影という逃げ場を失った幽霊は瞬く間に消滅した。

「もういいや、全部1番強そうなの置いてこ。それで実達の攻略をみよ。どうせ全部すぐ倒しちゃうし」

「そ、そうだな」

おそらく迷宮最奥部にいるであろう強さのモンスター達をポンポンと倒してしまうので、だんだんモンスター達が可哀想に感じていた。

1時間後、実達は無事扉にたどり着きその奥へ入った。その瞬間、傑達の部屋にも扉が現れた。入った先の部屋は、何も置かれていない真っ白な部屋だった。

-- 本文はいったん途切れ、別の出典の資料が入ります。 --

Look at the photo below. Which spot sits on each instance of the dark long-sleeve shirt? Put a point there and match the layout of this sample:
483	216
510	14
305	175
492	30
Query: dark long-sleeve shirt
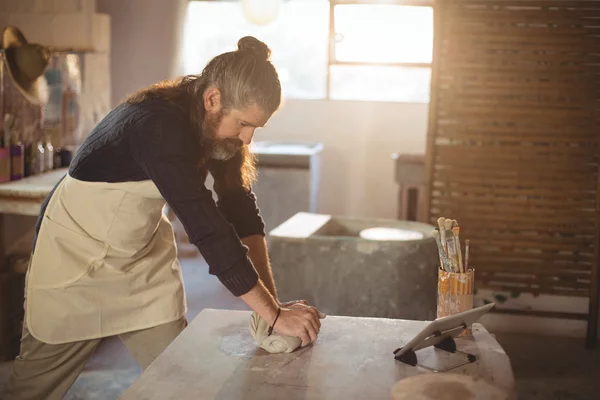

『攻略オメデトウ。君達ハイイチームダ。褒美を授けよう』

全員にスキルが与えられた。

〜 スキルを獲得しました。

《絆》 チームとの絆の証

    チームメンバーが獲得した経験値量   

    と同等の量を他メンバーで分配する

    チームメンバーのバフを自身にもか 

    けることが可能

    チームメンバーの攻撃に巻き込まれ

    ない

    離れていても思念伝達が可能

《知ノ王》知性を強化し高い思考能力を手に

     入れる

迷宮(ダンジョン)作成(クリエイター)》迷宮を作ることが可能  〜

『デハサラバダ』

その言葉を聞くと実達は迷宮の入り口に転送されていた。

「うわぁは!」

実が転送されたちょうど目の前に彼が改心させた冒険者ブライアンが立っていて。情けない声を上げて驚いた。周りの冒険者達はブライアンと同じように驚いたりその様子を見て笑ったりと盛り上がっていた。